During the 2019 presidential election, I witnessed this hybrid system for the first time in the Republic of Kazakhstan.

Kazakhstan had not held a democratic election without former President Nursultan Nazarbayev as the candidate since it declared its independence from the Soviet Union in 1991. He ruled for three decades as a strongman and was not shy to use the force of the state to crack down on unrest and protest. He was admired for his ability to navigate the country towards a free-market society from a socialist/communist single market state.  His policies ensured Kazakhstan became a democratic, multi-ethnic, and multi-cultural state where different nationalities live in relative harmony — something that was far from inevitable after the collapse of the Soviet Union.

Nazarbayev instituted a parliamentary system with legislative power vested in the government and the chambers of parliament: the Assembly (Mazhilis) and the Senate (Senaty). The president is elected separately and is the commander in chief of the armed forces, and has the authority to veto legislation passed by the Parliament.  

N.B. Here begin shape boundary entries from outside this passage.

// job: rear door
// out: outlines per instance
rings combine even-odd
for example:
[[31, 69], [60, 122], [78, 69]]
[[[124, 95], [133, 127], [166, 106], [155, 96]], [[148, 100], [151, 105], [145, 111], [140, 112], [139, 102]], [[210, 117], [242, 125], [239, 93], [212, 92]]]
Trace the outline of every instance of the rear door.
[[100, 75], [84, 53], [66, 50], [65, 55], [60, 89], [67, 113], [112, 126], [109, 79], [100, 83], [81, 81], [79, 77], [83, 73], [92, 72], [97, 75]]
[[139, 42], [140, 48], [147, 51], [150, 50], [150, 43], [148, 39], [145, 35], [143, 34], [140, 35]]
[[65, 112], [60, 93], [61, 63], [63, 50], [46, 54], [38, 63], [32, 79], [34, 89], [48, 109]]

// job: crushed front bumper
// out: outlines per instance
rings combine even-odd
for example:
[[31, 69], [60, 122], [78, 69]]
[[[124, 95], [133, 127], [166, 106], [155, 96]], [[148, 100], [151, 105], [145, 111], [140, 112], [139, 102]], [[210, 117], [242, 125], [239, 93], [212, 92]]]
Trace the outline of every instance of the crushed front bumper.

When Nazarbayev resigned in March 2019, he appointed a successor Kassym-Jomart Tokayev. Pre-election day in the capital, life seemed to be rolling along as normal despite the vast shake to the political system. People appeared content and wandered the capital of Nur-Sultan freely. Western clothing brands and iPhones were ubiquitous. At the large shopping mall in Nur-Sultan, the Khan Shatyr, the country’s prosperity was evident everywhere. It felt as if I was in any other Western nation. People freely approached me asking where I was from, what was I doing in Kazakhstan, and how I was liking the country? A taxi driver in broken English told me of his intention to vote for the Communist Peoples Party.

June 9, 2019 was election day. I watched former President Nazarbayev cast his vote in front of hundreds of international journalists at the Youth Palace (a large and aggressively modern community centre). I also witnessed a couple dozen Kazakhs vote.

Later in the day the Youth Palace would become the focal point for demonstrations that saw a wave of mass arrests. Initial reports referred to several hundred being arrested, but the Associated Press would later report that   four thousand were detained nationwide, while videos from the BBC showed paramilitaries in camouflage uniforms dragging away some protestors.

Unaware of the upheaval, I interviewed the first female presidential candidate running for the Ak Zhol Party, Dania Espaeva. She was full hope for the legitimacy of the elections even though she would only garner around five per cent of the overall vote. As I left Kazakhstan following the election, I saw a large column of military vehicles leaving the capital as I headed to the airport. These were the military troops who were likely called to the capital to deal with the protest I narrowly missed.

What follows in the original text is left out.